One year ago, I had just finished grad school. My planner was sitting unused. I’d just left Ann Arbor and gone to Granby, CO for my Wilderness First Responder class, with Brother and Corinna and Mike R and a bunch of other cool kids and horses we could hear on the horizon. And then almost a year ago, I moved into my new home on the red rocky ridge in Colorado National Monument, and I pinned my Isle Royale maps to the white walls, and met a wild new friend on an overlook where you could just catch the top end of Independence Monument, and I walked around on dusty red sand, looking for lizards. My first post in this blog was then, almost exactly one year ago.

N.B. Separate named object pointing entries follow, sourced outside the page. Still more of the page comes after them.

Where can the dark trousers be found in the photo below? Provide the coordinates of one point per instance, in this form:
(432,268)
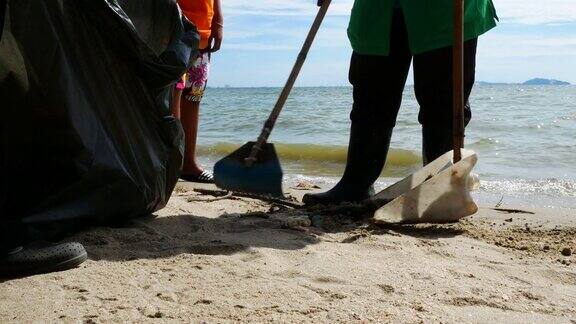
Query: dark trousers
(379,81)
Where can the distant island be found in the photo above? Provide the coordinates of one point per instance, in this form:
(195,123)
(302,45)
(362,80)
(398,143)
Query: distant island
(535,81)
(540,81)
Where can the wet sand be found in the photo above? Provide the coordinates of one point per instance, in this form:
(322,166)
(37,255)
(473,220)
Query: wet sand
(246,260)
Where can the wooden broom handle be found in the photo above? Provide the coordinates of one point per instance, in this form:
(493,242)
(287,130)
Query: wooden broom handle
(458,77)
(269,125)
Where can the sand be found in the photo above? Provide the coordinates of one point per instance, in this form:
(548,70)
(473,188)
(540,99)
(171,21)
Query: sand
(247,260)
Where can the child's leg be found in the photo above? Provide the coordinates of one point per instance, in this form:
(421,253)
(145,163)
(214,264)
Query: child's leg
(189,115)
(175,106)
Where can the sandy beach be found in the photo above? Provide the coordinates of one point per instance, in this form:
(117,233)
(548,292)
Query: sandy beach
(247,260)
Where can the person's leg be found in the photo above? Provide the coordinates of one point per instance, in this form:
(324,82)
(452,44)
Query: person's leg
(378,83)
(433,86)
(190,116)
(11,235)
(177,98)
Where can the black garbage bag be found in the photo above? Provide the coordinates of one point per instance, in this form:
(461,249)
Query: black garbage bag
(86,134)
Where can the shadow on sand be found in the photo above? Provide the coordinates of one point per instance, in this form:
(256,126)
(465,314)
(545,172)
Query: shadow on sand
(153,238)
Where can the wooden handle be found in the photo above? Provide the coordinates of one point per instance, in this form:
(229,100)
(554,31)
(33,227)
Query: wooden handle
(458,87)
(269,125)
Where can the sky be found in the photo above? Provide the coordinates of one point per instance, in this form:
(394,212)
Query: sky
(534,38)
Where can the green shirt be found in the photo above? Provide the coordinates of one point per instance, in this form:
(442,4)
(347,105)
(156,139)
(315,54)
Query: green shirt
(430,23)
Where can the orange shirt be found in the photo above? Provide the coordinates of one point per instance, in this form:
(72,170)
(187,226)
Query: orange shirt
(200,13)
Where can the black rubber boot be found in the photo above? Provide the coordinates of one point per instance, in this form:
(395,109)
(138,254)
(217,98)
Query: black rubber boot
(435,142)
(41,258)
(367,152)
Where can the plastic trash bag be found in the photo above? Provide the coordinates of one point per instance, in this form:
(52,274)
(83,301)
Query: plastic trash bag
(86,134)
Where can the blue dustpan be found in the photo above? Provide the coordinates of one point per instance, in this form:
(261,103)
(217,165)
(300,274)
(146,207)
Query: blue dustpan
(255,168)
(263,177)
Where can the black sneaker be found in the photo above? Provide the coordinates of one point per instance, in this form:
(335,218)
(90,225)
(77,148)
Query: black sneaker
(42,257)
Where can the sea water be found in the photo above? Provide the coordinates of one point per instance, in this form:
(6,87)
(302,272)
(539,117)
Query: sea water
(525,137)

So here’s what’s happened in that year. Half of it was in Colorado, and most of that was living in my little duplex in COLM, adventuring on the weekends, staring at the stars, clambering on rocks and wading in streams and drinking beers by the basketball hoop, falling hopelessly in love. Some of it was Colorado-winter, and drinking and dancing and skiing knee-deep in the good stuff. There was three months of unemployment and growing gradually poorer. I drove to St. Louis and to New Jersey and all around Lake Michigan. I went to the UP twice. I got a job and I moved to Minnesota. I dug my toes into cold Lake Michigan sand. I joined my mom for her first ever tequila shot. I drank black coffee on a lopsided wooden porch with my brother. I built a screech owl house with my dad. I lost my good, dear friend Levi, and I have that loss to carry with me always now.
I am afraid that I don’t hold onto things hard enough. By things I mean people, mostly. I think in my reluctance to give up on having it all, I lack the ability to fully commit to one thing. It’s sometimes only in retrospect that I realize what I had and what I squandered. I’m hoping this is something I get better at in my old age. This is an ambiguous paragraph but it’s all you get.
These photos are from last weekend’s sojourn north.
Hey, you? I miss you. Will you hold my feet? Will you climb after me into the boughs of a pine?
There are many more years to fill, and I await the pouring of time eagerly; the trepidation is only there when I wake up too early and the world seems muddy. Come with?
Love those photos. You look like Gumby in the last one! The one with the moss on the rocks is beautiful.